"L'écrivain sans visage", quatrième. Depuis la publication en 2008, chez Gallimard, du très beau Théorème d'Almodóvar, les traits, voire l'identité réelle d'Antoni Casas Ros font l'objet de toutes les supputations. Largement entretenues, lors de ses rares interviews, par le goût revendiqué de l'auteur pour l'ombre propice des hétéronymes. Chroniques de la dernière révolution, son nouveau livre (le quatrième donc, mais le troisième roman) ne devrait pas contribuer à dissiper le mystère. Casas Ros y dévoile de nouveaux pans de son talent où la "poétique du désastre" qui singularise son univers cohabiterait cette fois-ci avec une fiction spéculative, politique, volontiers nihiliste.

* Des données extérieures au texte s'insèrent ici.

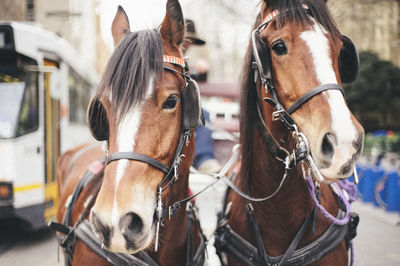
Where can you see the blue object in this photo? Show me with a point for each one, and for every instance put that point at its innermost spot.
(392, 191)
(370, 182)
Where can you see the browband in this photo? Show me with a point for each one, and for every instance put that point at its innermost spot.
(174, 60)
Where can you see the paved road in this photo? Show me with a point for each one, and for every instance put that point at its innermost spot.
(378, 241)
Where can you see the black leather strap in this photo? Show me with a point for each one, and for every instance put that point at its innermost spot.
(312, 93)
(138, 157)
(226, 240)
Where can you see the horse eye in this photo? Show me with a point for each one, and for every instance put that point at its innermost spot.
(170, 103)
(279, 48)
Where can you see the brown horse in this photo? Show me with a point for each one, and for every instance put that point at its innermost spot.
(146, 108)
(302, 127)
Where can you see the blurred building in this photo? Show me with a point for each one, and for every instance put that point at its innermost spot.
(372, 24)
(76, 21)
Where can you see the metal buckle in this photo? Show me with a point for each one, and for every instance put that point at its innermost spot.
(159, 214)
(276, 115)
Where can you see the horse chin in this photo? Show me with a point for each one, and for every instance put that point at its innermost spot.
(122, 245)
(335, 173)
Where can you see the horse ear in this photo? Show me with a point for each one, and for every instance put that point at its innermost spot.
(173, 26)
(120, 25)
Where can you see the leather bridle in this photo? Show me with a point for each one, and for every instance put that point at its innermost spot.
(171, 173)
(263, 75)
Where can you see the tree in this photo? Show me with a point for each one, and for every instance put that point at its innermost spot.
(375, 97)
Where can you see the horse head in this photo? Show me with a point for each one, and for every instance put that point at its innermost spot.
(144, 103)
(304, 59)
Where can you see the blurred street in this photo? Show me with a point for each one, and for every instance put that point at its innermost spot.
(377, 243)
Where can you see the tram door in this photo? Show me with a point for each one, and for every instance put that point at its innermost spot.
(52, 141)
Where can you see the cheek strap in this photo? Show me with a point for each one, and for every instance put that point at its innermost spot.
(312, 93)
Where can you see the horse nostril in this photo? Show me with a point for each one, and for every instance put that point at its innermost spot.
(103, 232)
(328, 143)
(131, 223)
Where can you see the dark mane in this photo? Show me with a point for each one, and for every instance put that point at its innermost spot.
(293, 11)
(136, 60)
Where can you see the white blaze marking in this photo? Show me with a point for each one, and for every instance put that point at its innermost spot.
(127, 131)
(342, 124)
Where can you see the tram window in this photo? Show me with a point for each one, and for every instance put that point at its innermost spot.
(29, 113)
(11, 94)
(79, 95)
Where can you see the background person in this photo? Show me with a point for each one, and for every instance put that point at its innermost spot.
(204, 160)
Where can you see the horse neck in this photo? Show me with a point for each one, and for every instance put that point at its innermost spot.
(175, 230)
(280, 217)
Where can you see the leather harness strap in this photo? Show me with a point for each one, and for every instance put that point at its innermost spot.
(226, 240)
(138, 157)
(82, 230)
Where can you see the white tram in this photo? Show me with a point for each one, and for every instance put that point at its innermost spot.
(44, 92)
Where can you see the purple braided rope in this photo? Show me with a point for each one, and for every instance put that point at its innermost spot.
(351, 253)
(350, 187)
(345, 220)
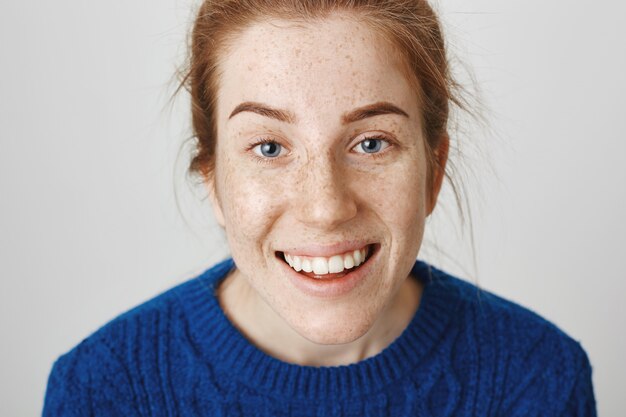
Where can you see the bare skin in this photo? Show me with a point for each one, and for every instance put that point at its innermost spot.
(320, 187)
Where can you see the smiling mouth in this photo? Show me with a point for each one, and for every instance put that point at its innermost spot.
(332, 267)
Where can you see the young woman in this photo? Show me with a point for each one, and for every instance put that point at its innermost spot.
(322, 140)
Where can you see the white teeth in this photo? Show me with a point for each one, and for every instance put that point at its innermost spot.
(357, 256)
(322, 266)
(335, 264)
(306, 265)
(348, 261)
(297, 263)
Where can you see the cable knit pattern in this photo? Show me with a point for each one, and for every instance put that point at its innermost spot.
(466, 352)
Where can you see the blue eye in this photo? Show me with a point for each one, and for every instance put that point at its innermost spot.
(268, 149)
(371, 145)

Soit donc, de nos jours, ou au moins dans un futur proche, une organisation secrète de jeunes gens, les "flying freedom", essaimant ses membres dans tout le monde occidental, cultivant pour communiquer entre eux le secret qu'autorisent paradoxalement les réseaux sociaux et notre "village global", se donnant le chaos comme méthode et horizon, et comme mode opératoire le suicide collectif en se jetant dans le vide du haut des buildings des mégalopoles... Seuls réchappent au carnage les "chroniqueurs", tout aussi jeunes et chargés non seulement de chanter la geste de leurs congénères, mais aussi d'écrire le monde tel qu'il ne va pas, tel qu'il n'ira plus jamais.

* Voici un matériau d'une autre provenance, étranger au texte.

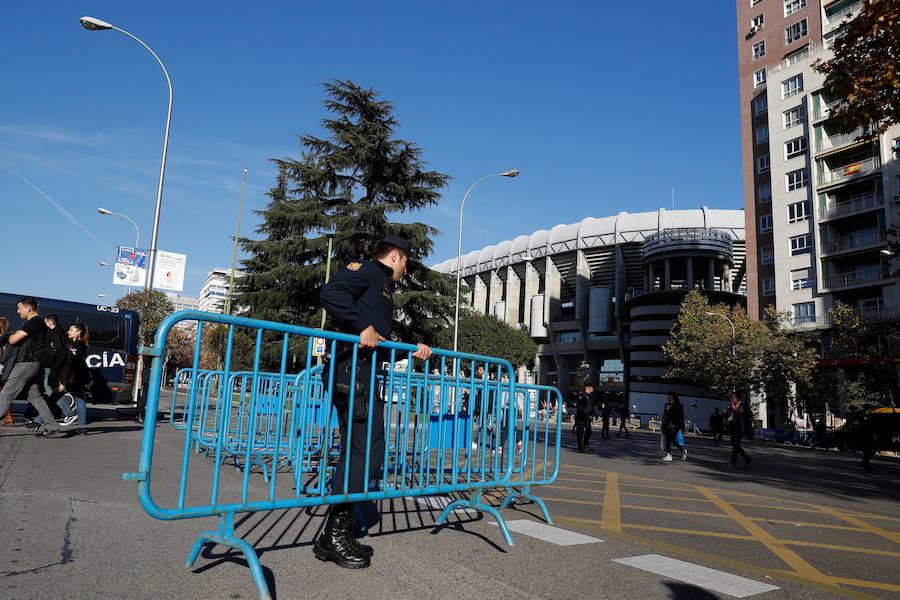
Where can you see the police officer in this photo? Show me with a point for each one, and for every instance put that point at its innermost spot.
(359, 300)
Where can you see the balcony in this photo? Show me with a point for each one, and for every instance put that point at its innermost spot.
(850, 171)
(865, 276)
(831, 142)
(858, 240)
(837, 17)
(854, 205)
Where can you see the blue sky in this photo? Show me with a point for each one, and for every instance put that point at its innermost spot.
(603, 107)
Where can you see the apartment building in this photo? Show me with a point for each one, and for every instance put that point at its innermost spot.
(817, 203)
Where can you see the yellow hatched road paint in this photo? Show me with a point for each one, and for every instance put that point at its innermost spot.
(775, 573)
(791, 558)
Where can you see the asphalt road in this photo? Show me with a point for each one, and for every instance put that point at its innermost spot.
(796, 524)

Chroniques de la dernière révolution, c'est un peu comme si les obsessions de James Graham Ballard avaient fait leur nid dans un roman de la défunte collection "Signes de piste" ! Le tout, sous le regard complice de Rodrigo Fresán... Flamboyant, lyrique, fiévreux, parcouru à chaque page d'une tension érotique et édénique, cet opus magnum de Casas Ros revendique d'abord, en fait de révolution, un état d'insurrection poétique. Quels que soient son âge ou son visage, une chose demeure certaine : cet élan-là est celui de la jeunesse.